I don’t really hate Windows. I may not like the company behind it, but the engineers’ blood-sweat-and-tears is proof enough that some very smart people have built something that endures – despite it’s array of comically low-hanging fruit problems.

I think we’ve outgrown the model of mutable systems, especially in high-security environments. When I find myself recommending iPads over laptops, it’s not because I’m an Apple shill. It’s because the platform is reliable, and I don’t get calls about some patch or security product wrecking performance. The platform itself obviates the need for so much of the resource-hungry observation and remediation that’s become the status quo.

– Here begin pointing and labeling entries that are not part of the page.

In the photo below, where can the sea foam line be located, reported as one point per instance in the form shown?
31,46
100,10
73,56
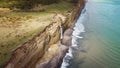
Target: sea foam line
78,29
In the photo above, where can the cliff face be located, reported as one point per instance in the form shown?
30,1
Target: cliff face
45,50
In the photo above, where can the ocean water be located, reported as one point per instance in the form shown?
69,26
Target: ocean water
96,38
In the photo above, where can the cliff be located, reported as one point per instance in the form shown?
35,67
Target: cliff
47,49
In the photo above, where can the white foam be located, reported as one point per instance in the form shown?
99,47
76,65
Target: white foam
78,29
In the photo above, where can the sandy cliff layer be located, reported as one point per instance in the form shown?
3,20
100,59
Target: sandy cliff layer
45,49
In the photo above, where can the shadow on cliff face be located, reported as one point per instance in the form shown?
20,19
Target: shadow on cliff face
30,52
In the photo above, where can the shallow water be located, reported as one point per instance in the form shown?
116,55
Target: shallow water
100,45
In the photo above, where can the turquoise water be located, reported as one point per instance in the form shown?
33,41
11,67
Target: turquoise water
101,39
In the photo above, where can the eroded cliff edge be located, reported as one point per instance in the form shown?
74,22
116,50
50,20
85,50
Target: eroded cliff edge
47,49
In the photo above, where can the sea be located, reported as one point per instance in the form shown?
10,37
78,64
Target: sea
96,37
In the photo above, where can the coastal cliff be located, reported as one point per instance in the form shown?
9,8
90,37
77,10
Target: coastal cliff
47,49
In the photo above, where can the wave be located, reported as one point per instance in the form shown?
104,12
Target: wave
78,29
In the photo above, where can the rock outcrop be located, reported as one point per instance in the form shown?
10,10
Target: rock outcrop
33,53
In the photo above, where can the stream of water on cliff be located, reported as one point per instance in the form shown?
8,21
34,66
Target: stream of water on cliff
100,45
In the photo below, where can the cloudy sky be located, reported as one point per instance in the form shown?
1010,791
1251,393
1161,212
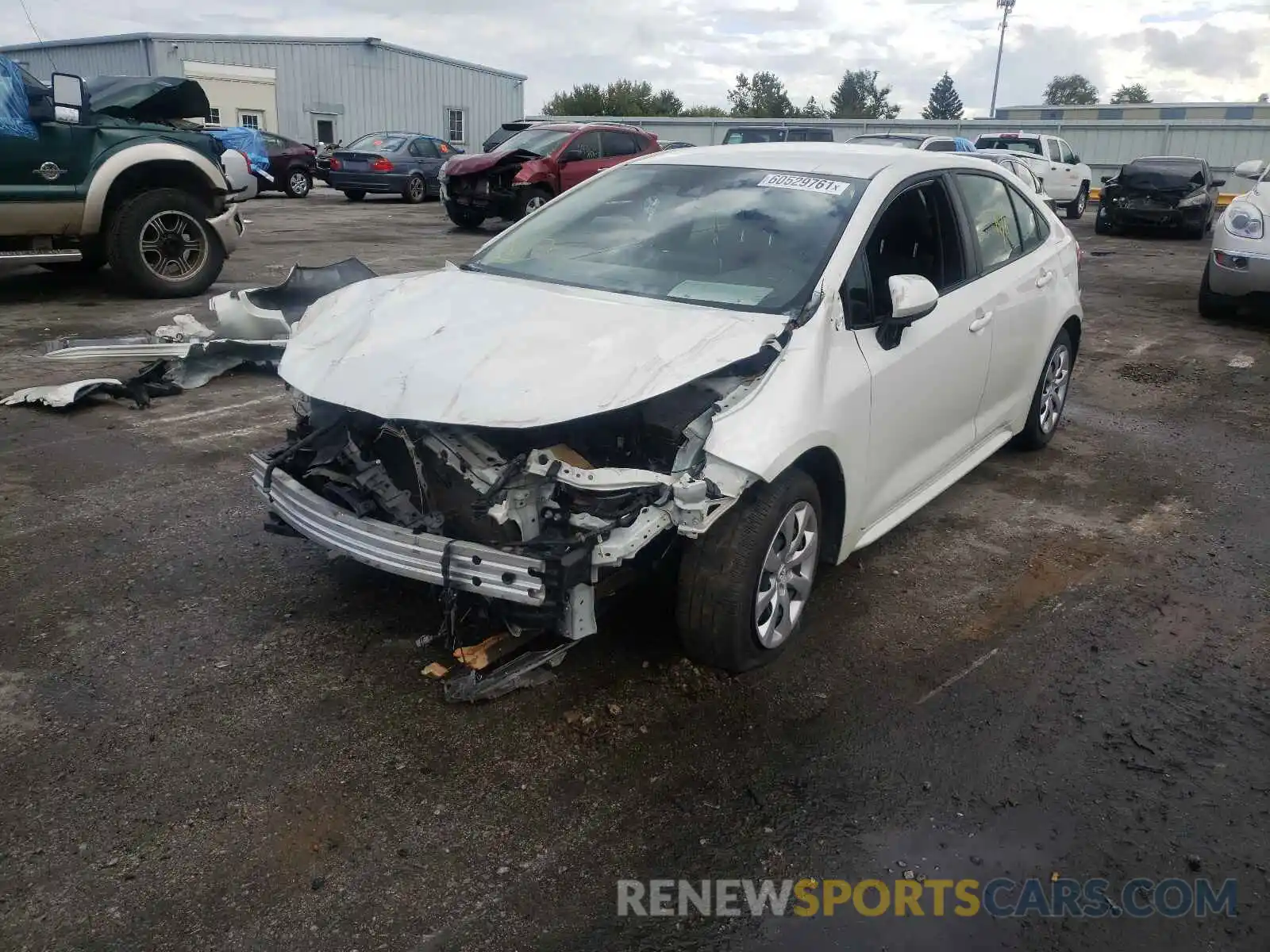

Implementing immutability isn’t about locking people out. It’s about providing a verifiable system that ensures stability and security by defining clear boundaries and enforcing them. When you turn your computer on – like a TV – it should just work. We already have this in phones, ChromeBooks and even macOS.

This isn’t a radical idea. In an age of rampant credential theft, ransomware and cryptomining zombie farms, maybe the real question is:

Why are we running so much of that on a platform that isn’t immutable?

Comments

A comment from Hacker News pointed out that Windows even includes a DeepFreeze-like feature called UFW, which can redirect disk writes to memory or the paging area. So, what is the hold up from Microsoft? It seems like they could implement immutability posture in chunks by removing the ability for programs to write to areas they shouldn’t by overlaying UFW in key areas.